元はピンク色だった汐凪さんのマフラーを持つ紀夫さん。昨年12月9日、この中から細かい骨のようなものが見つかった。(2016年12月27日 大熊町熊川地区にて撮影:尾崎孝史)

 

◆事態を動かした中間貯蔵施設の足音

「電信柱などのがれきを取り除きたいが、町は重機の使用を認めてくれない」。紀夫さんは、そんな悩みをある手段を講じて解決することにした。

木村家の周辺は、県内各所で集められた汚染土などを処理するための中間貯蔵施設の候補地になっている。施設の本格着工を前に大掛かりな捜索をして欲しいと、環境省に相談することにしたのだ。

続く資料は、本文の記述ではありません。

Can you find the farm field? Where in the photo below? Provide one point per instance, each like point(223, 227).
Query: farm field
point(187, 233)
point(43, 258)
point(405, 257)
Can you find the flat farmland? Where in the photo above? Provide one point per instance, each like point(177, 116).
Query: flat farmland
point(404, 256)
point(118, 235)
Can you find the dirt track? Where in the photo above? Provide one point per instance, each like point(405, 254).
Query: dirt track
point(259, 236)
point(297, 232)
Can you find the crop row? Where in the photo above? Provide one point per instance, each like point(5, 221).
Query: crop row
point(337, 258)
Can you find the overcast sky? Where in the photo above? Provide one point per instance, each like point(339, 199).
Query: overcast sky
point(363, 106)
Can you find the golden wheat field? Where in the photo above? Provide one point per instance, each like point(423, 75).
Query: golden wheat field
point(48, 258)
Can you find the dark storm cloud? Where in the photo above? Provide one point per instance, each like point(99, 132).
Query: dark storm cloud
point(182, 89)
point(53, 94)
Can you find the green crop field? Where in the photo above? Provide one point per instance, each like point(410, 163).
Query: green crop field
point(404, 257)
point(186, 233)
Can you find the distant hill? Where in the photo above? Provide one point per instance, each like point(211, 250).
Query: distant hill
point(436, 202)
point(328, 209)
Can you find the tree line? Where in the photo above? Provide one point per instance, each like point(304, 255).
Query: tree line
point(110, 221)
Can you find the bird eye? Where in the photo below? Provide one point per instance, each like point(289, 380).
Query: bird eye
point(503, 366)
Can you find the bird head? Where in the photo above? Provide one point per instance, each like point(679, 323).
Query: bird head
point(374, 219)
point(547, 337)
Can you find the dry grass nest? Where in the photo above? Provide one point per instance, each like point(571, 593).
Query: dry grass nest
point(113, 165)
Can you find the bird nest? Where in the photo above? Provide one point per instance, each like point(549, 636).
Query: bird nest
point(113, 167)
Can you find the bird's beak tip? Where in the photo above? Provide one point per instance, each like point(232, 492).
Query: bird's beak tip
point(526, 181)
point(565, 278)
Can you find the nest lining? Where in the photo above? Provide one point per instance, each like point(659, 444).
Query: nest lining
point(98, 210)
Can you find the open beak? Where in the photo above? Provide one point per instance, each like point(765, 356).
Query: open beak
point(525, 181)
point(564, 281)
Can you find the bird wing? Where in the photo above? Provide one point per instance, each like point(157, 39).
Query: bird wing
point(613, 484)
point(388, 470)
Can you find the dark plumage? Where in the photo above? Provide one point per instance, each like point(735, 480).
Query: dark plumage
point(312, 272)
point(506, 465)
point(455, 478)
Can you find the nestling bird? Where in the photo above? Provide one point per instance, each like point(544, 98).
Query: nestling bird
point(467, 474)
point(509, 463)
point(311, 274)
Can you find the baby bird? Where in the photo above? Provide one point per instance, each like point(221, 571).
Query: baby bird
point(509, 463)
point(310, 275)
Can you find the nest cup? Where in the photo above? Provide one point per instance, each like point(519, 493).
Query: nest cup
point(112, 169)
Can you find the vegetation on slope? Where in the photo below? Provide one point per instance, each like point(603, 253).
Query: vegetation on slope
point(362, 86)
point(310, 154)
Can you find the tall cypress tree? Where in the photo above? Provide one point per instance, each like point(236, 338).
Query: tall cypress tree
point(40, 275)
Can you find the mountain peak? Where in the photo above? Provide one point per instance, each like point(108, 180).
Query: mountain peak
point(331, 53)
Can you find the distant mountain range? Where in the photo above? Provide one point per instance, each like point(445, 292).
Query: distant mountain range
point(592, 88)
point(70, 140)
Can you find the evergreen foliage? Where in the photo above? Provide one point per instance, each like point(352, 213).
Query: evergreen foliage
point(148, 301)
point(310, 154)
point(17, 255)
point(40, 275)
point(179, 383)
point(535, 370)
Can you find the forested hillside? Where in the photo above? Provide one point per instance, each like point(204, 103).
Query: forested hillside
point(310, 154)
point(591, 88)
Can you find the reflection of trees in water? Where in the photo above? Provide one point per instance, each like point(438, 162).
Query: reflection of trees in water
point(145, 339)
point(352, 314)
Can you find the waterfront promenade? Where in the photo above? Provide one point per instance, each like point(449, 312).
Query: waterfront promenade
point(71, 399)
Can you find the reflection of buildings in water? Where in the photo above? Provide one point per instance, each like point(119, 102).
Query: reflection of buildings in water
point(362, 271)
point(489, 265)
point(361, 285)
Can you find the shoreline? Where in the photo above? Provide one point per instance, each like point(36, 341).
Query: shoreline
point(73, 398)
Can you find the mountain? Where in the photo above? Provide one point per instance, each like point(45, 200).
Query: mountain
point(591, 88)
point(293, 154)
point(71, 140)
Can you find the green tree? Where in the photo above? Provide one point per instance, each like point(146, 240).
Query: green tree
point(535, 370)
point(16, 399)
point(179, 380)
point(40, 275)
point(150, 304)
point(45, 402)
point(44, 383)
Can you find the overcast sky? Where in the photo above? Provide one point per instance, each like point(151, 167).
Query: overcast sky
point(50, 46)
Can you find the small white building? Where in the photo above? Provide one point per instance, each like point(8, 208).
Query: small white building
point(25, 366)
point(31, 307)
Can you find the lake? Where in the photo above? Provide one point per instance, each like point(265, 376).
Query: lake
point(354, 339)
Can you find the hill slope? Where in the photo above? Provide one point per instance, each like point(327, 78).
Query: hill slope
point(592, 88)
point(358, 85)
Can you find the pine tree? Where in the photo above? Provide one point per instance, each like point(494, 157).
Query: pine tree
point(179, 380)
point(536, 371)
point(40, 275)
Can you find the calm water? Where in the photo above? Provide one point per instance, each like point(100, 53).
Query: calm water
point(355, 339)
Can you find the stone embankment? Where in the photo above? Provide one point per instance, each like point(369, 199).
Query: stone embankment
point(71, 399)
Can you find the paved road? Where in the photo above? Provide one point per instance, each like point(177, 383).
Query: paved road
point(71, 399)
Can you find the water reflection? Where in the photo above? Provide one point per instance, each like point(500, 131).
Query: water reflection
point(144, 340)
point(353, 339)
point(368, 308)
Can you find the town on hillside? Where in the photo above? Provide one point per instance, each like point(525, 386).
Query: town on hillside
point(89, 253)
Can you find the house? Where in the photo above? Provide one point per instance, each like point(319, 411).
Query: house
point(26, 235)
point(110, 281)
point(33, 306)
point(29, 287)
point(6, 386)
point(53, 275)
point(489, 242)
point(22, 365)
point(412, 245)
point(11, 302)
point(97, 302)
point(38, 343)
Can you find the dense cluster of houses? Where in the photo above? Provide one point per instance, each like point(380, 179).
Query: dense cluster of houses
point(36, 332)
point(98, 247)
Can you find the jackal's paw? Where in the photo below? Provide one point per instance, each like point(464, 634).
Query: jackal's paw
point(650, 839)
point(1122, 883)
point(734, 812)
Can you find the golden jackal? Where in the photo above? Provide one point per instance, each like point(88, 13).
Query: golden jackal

「相手をしてくれた職員は4人でした。そのうちの2人は、汐凪の捜索をどう進めるか、打ち合わせるために来てくれました。あとの2人は、大熊にある僕の土地を中間貯蔵施設のために貸すよう、説得する役回りでした。私はずっと拒否していましたが、それでも訴えは続けると」

11月9日、環境省と中間貯蔵施設の建設に関わる作業員による捜索が始まった。20日には紀夫さんと仲間も加わり、総勢百人ほどの体制になった。汐凪さんが津波に襲われた時に背負っていたとみられるランドセルも見つかった。

捜索現場には、がれきの中から見つかったものを集めておく場所がある。12月9日、作業員はそこで汐凪さんにつながるものを目にした。

「子どもさん用のマフラーみたいなものが見つかって、天日干しをしていた時のことです。女性の作業員が土を払って綺麗にたたもうとしたら、中から骨のようなものが出てきて。しかも、少しの量じゃなくて、ばたばたっと出てきたんですよ。それで、すぐ上の者に連絡をして警察を呼んで、という感じでした」

紀夫さんが週末の捜索に向けて移動しようとしていた金曜日、原発の町最後の行方不明者、汐凪さんは発見された。

12月11日日曜日、紀夫さんが捜索を終えて帰路につこうとしていた頃、今度は別の骨が見つかった。紀夫さんは、この日のことを仲間に伝えた。

「今日、治療して詰め物のある奥歯がついた左顎の骨が見つかりました。人間の骨であることは明白で、だとしたら汐凪以外のものであることは考えられません。汐凪が帰ってきました」

紀夫さんが発信したメールを受けて、木村家を支援してきた仲間は次々とメッセージを寄せた。「胸がいっぱいです」、「お帰りなさい、汐凪ちゃん」。誰もが捜索を続ける紀夫さんの体調を案じ、続報を待った。